The National Institute of Standards and Technology (NIST) is championing and directing the consolidation of all standards activity. Its NIST Framework and Roadmap for Smart Grid Interoperability Standards, Release 1.0, dated January 2010, identifies eight priorities to implement an effective Smart Grid:
• Demand response and consumer energy efficiency
• Wide-area situational awareness
• Energy storage
• Electric transportation
• Advanced metering infrastructure
• Distribution grid management
• Cyber security
• Network communications
Based on the impact of vehicle charging loads, at least three of these priorities integrally involve vehicles. The SAE has several specifications in the works that specifically target automotive requirements. In addition to the recently approved J1772-SAE Electric Vehicle and Plug In Hybrid SAE Electric Vehicle and Plug In Hybrid Electric Vehicle Conductive Charge Coupler, there are:
• J2293/1 & /2: Energy Transfer System for Electric Vehicles
• Part 1: Functional Requirements and System Architectures
• Part 2: Communication Requirements and Network Architecture as well as new SAE documents:
• J2836: Use Cases & General Information
• J2847: Detailed information (messages, state diagrams, etc.)
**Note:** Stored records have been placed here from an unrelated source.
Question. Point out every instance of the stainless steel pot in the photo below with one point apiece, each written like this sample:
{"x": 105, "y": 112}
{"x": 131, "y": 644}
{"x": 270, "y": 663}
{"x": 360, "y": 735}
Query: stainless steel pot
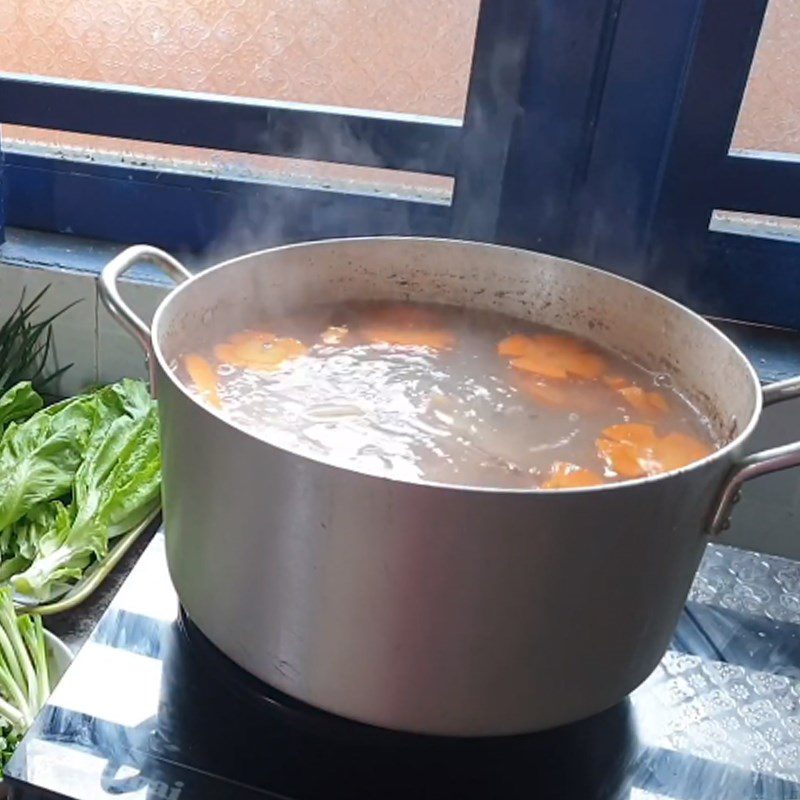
{"x": 432, "y": 608}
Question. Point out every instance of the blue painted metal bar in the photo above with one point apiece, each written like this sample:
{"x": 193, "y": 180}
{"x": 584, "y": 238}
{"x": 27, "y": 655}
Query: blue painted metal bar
{"x": 716, "y": 75}
{"x": 503, "y": 37}
{"x": 192, "y": 213}
{"x": 293, "y": 130}
{"x": 3, "y": 192}
{"x": 552, "y": 132}
{"x": 749, "y": 278}
{"x": 764, "y": 183}
{"x": 636, "y": 90}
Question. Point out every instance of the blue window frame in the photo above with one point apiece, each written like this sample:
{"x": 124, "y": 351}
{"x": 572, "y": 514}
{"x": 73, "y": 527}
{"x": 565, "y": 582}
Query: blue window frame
{"x": 594, "y": 130}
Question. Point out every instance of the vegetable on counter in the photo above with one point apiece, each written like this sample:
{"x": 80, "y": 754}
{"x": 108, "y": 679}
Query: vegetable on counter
{"x": 73, "y": 476}
{"x": 25, "y": 347}
{"x": 24, "y": 674}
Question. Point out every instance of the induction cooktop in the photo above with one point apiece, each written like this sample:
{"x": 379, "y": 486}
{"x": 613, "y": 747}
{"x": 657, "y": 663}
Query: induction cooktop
{"x": 150, "y": 709}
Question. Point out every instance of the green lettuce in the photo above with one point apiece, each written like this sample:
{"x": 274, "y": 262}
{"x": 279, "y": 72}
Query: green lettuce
{"x": 39, "y": 457}
{"x": 115, "y": 488}
{"x": 24, "y": 676}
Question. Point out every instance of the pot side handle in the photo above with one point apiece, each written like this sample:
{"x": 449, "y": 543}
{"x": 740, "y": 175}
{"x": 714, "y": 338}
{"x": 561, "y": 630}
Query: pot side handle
{"x": 765, "y": 462}
{"x": 109, "y": 289}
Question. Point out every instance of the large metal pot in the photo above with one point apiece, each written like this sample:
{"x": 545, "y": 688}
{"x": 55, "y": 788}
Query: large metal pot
{"x": 431, "y": 608}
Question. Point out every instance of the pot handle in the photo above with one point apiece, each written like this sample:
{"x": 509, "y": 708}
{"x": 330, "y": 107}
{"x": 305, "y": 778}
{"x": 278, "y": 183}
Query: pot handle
{"x": 109, "y": 290}
{"x": 763, "y": 463}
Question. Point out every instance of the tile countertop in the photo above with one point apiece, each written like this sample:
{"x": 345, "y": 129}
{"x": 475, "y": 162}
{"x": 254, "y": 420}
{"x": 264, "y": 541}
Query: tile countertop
{"x": 718, "y": 718}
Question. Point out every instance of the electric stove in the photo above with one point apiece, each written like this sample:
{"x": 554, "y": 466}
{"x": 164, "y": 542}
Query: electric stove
{"x": 151, "y": 709}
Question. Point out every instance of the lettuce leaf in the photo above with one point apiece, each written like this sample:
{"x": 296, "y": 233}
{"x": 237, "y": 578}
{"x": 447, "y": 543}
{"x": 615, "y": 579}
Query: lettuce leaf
{"x": 39, "y": 457}
{"x": 116, "y": 487}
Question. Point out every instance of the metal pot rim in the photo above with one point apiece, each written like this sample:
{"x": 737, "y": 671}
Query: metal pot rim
{"x": 721, "y": 453}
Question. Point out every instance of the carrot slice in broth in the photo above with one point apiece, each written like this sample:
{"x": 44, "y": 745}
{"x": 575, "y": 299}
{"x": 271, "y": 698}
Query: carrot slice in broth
{"x": 677, "y": 450}
{"x": 204, "y": 378}
{"x": 633, "y": 449}
{"x": 564, "y": 475}
{"x": 621, "y": 457}
{"x": 334, "y": 334}
{"x": 539, "y": 366}
{"x": 516, "y": 345}
{"x": 636, "y": 433}
{"x": 552, "y": 356}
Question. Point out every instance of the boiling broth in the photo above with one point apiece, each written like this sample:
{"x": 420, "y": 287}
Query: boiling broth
{"x": 448, "y": 395}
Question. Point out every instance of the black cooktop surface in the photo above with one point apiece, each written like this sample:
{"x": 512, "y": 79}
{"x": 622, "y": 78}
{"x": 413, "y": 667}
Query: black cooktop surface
{"x": 150, "y": 709}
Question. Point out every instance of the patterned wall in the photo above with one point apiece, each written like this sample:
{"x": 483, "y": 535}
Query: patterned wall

The connector specified in J1772 (Fig. 1) will be on the Chevrolet Volt and the Nissan Leaf to be introduced at year’s end. Initially, two ac levels are defined for onboard chargers, but work is underway for higher-voltage, fast-rate dc charging (see the table). Unlike the 1990s battle of conductive versus inductive charging for EVs, the present specification only defines conductive charging and is supported by GM, Chrysler, Ford, Toyota, Honda, Nissan, and Tesla Motors.